Advantages and disadvantages of the vaginal route
The vagina has a large surface area with a good blood supply. Medication is circulated via the internal iliac veins and therefore bypasses the liver. There are likely to be fewer peaks and troughs in plasma levels, the medication being absorbed over a given (often) slow and sustained time span. Despite these advantages, some of the disadvantages make it a less favourable route. These include:
• Variable absorption – only certain molecules can be absorbed this way, absorption can vary with age and stage of the menstrual cycle and with the changes in pH. Some prostaglandins can be retrieved (like a tampon) if there is an adverse effect.
Naturally produced prostaglandins increase towards term and appear to both ripen the cervix and contribute towards uterine contractions (Jordan 2010). Manufactured forms of the drug can be administered for the induction of labour, per vaginam is the route of choice. Lower doses are often as effective as higher ones and little benefit is gained by repeated doses. Vaginal gel is better absorbed than vaginal tablets or pessary. It is an unstable compound chemically and so attention should be paid to correct storage (refrigerated generally) and accurate prescribing.

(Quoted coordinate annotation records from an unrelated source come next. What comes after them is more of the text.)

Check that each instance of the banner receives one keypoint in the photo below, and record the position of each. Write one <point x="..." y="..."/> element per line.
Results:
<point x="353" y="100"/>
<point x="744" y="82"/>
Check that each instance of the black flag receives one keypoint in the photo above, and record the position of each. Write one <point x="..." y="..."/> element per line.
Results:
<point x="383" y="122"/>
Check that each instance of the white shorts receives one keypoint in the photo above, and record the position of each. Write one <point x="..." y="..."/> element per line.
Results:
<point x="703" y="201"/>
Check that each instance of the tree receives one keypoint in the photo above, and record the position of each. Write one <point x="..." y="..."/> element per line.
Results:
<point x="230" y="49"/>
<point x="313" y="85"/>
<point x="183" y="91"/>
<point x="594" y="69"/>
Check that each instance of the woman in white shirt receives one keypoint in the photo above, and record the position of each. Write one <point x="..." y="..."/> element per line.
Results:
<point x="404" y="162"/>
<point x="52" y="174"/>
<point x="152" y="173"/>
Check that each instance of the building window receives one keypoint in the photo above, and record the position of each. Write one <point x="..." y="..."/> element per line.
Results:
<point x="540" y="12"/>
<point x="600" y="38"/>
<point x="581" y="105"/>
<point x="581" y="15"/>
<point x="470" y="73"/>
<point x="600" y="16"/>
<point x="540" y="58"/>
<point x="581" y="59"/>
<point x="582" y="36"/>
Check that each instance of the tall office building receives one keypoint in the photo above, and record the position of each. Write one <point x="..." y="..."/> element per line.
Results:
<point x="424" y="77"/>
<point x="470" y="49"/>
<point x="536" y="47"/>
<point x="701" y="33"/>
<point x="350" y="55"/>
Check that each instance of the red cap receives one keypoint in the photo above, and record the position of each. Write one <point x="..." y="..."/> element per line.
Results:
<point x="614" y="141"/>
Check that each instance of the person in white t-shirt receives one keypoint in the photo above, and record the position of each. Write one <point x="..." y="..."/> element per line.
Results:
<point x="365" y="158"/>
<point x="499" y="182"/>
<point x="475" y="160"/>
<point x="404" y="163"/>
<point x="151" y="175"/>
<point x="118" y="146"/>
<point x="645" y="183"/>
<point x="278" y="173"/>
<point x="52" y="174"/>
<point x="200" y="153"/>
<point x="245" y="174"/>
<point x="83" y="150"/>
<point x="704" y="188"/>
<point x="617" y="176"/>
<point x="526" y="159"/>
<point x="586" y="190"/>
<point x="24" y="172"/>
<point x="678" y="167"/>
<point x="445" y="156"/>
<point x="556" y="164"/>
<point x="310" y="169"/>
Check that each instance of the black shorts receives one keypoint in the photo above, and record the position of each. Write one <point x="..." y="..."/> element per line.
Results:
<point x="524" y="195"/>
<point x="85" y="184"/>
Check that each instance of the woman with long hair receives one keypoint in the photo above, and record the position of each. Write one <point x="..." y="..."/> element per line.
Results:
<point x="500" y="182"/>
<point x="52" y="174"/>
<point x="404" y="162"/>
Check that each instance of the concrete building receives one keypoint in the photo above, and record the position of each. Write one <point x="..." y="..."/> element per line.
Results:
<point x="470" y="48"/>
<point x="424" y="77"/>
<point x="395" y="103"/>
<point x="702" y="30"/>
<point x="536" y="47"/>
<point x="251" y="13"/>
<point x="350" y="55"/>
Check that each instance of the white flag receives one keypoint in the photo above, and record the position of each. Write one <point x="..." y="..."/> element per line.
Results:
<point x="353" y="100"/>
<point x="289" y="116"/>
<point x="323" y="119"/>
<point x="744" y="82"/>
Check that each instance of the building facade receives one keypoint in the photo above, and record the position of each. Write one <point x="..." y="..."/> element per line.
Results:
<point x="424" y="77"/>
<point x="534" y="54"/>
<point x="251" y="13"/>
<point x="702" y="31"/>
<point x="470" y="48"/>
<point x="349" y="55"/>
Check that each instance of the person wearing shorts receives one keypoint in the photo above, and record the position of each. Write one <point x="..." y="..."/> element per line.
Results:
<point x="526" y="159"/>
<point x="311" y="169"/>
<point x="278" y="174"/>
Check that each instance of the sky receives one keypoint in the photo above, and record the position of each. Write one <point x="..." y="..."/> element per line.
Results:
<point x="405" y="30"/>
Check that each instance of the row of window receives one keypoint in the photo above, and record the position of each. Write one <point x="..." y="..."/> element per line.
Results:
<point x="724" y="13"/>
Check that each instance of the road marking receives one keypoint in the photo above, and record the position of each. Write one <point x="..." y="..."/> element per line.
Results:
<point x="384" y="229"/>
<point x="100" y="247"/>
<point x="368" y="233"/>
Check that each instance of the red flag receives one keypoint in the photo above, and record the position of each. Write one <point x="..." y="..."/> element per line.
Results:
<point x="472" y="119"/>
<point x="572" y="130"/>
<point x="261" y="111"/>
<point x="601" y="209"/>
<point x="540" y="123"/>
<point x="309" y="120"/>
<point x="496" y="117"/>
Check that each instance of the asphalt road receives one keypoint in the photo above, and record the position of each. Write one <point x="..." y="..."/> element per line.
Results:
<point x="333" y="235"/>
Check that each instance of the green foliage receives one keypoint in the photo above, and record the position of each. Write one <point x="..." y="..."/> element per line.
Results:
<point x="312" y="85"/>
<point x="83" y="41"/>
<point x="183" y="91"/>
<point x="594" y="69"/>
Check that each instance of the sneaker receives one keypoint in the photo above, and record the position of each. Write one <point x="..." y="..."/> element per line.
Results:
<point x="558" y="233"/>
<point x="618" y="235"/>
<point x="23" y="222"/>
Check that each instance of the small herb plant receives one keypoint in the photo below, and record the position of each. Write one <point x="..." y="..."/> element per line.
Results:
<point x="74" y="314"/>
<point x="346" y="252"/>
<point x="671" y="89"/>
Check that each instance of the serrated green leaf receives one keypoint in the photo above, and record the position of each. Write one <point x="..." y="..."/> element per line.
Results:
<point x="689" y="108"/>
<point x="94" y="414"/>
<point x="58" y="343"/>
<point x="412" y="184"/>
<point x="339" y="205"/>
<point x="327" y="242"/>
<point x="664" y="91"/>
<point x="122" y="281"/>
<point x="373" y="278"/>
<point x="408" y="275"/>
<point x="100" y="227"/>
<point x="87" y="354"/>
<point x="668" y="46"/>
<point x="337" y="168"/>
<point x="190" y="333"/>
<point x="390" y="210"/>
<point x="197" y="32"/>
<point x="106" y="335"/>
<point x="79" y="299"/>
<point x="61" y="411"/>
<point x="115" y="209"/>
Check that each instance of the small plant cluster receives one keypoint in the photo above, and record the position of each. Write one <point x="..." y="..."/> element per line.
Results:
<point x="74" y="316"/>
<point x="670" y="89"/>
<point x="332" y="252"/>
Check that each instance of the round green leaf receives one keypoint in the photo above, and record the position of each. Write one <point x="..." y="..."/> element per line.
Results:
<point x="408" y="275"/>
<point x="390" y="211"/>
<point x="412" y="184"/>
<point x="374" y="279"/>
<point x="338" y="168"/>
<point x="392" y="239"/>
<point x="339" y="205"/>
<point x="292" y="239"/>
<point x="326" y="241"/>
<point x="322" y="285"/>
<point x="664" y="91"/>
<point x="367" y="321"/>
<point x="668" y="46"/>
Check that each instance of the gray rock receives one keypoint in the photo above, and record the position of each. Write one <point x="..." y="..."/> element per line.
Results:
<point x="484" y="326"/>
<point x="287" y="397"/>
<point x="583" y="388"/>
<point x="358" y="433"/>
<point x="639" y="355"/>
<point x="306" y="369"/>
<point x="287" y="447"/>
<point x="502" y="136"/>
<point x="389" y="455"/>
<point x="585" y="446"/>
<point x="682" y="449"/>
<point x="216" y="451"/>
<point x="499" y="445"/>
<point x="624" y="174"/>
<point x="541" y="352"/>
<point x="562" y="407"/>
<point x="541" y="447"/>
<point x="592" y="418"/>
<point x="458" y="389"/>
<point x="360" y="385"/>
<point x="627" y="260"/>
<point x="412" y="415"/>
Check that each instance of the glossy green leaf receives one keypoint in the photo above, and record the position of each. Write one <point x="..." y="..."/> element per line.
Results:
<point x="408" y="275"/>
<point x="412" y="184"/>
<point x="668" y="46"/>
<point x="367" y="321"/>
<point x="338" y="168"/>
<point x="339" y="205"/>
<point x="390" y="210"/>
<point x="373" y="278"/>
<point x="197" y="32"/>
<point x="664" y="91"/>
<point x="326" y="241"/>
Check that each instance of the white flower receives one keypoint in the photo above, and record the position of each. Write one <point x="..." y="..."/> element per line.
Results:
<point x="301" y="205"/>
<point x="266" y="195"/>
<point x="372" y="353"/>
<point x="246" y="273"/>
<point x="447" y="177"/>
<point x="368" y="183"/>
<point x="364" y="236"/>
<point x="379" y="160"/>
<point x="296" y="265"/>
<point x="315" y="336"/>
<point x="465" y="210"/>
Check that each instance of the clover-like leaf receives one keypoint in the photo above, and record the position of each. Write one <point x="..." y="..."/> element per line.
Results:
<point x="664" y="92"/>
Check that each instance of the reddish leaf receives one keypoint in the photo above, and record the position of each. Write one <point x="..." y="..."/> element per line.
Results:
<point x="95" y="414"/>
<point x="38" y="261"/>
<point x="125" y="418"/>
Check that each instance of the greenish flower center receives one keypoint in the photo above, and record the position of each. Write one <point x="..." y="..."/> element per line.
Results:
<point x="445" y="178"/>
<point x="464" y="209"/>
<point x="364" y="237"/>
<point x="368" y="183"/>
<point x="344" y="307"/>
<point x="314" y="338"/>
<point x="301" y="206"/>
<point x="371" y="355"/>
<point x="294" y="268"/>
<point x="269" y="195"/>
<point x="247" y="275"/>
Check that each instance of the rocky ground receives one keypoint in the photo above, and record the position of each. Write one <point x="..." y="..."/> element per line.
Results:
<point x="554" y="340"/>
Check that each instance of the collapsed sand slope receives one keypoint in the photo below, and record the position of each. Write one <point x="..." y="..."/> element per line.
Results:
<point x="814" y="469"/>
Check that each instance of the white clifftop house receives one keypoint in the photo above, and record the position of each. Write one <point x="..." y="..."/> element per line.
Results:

Dosages for the different compounds, e.g. gel, tablets, or pessary, are all different, unless otherwise prescribed, they are always placed into the posterior vaginal fornix.
It is recognized that most body systems can be affected by prostaglandins. Gastrointestinal effects, e.g. diarrhoea or nausea, are common, as are flushing, hypo- and hypertension, headache and pyrexia. Some of these effects are seen within 30 minutes of administration. Serious effects such as fetal compromise, bronchospasm, uterine hypertonus, amniotic fluid embolism and uterine rupture have all been noted and care should include specific observations for these risks. Prostaglandin should be used in extreme care with grand multiparous women.
The drug begins working within 10 minutes of administration (gel is faster than pessary) but the woman is asked to retain a semi-recumbent position for 20–30 minutes to improve absorption. She should not be left alone at this time. If a retrieval device is being used, the midwife should remove the prostaglandin if any serious adverse reactions are seen, e.g. significant fetal compromise. Many women need to exercise patience when being induced, they also need to understand the range of analgesics available, prostaglandin-induced contractions often being more painful (NICE 2014).
The NICE (2008) Induction of Labour (IOL) guideline was unchanged following its review in 2014. It suggests:
• Women with uncomplicated pregnancies can be offered induction of labour between 41 and 42 weeks to avoid the risks of prolonged pregnancy. There are fewer perinatal deaths, fewer meconium aspirations, and fewer caesarean sections with its use (Gulmezoglu et al 2012). Care should be woman-centred with the woman able to make a fully informed decision, being particularly aware of the risk of serious complications (NICE 2014). A plan should also be made in the event of a failed induction.
• Bishop’s scoring (see Glossary) is undertaken prior to prescription and administration. With consent, membrane sweeping may be undertaken also (see Chapter 29). Depending on which of the preparations is prescribed, Bishop scoring may be repeated later and a second dose may be prescribed. If using a retrieval pessary, it should be removed when the cervix is ripened or after 24 hours, or 30 minutes before an oxytocin infusion (BNF 2014).
• Electronic continuous monitoring of the fetal heart rate should be confirmed as normal prior to PGE2 administration and repeated when contractions begin. Intermittent auscultation can be used if the contraction pattern is within the sphere of normal.
• Women often prefer to begin the process in the morning, although there is no evidence to suggest that this is more effective. The venue and timing of the administration should permit electronic fetal heart rate assessment. Women who have the administration of prostaglandin as an outpatient should be given clear advice regarding when to consult/return to the maternity unit (NICE 2014).